Britain's Sienna Miller is very convincing as the party girl turned home-maker who frets that Chris's devotion to his country is making him neglect his duties as a husband and father. The tension in their marriage is finely balanced against the tension on the rooftops of Baghdad and Fallujah. There's not a lot that's new in American Sniper, but it's two-and-a-half hours that remind us that in all wars there are ultimately no winners.
THE THEORY OF EVERYTHING
Once in a long while a film comes along in which every element is just perfect; you wouldn't want to change a single frame. Some Like It Hot is an obvious example. Or Fried Green Tomatoes or L.A. Confidential. There are others, but not too many. Here's a new one. The Theory of Everything is a finely tuned study not only of the physical disintegration of one of the modern era's greatest scientists but also of the gentle disintegration of his perfect marriage.

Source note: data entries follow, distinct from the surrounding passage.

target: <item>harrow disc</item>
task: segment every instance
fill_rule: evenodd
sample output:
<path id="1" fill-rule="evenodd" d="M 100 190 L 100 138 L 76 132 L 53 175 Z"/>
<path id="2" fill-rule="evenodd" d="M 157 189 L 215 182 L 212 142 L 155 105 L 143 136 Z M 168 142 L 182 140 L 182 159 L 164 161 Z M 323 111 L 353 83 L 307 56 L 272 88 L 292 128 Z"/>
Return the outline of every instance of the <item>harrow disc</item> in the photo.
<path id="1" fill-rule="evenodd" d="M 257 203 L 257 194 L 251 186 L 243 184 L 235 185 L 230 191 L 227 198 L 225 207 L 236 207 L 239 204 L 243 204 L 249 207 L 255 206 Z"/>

Eddie Redmayne is already winning awards. He ought to scoop the lot. The gawky kid who charmed us in My Week With Marilyn is now the geeky cosmologist who wins the heart of a girl at college, enjoys a happy life with her and their children and conquers the scientific world with his theories about the birth of the universe even as Motor Neurone Disease takes away his mobility and his speech, but not - against all the odds - his dignity or his humour.
Stephen Hawking is a scene-hogging role like Dustin Hoffman's in Rain Man, but Felicity Jones manages to steal some of his limelight much as Tom Cruise managed to steal from Dustin. Her Jane Hawking is believably impossibly perfect - the wife who lovingly supports her increasingly frail partner and then with exquisite discomfort falls in love with somebody else. There are no scenes of violence or vitriol: Stephen and Jane's love survives the collapse of their marriage. The supporting actors in this quiet drama are not big names, which lends their performances added conviction.
A more poignant story would be hard to imagine: triumph and tragedy delicately brought to life. There is no air of contrivance in this movie. Poignant and flawless.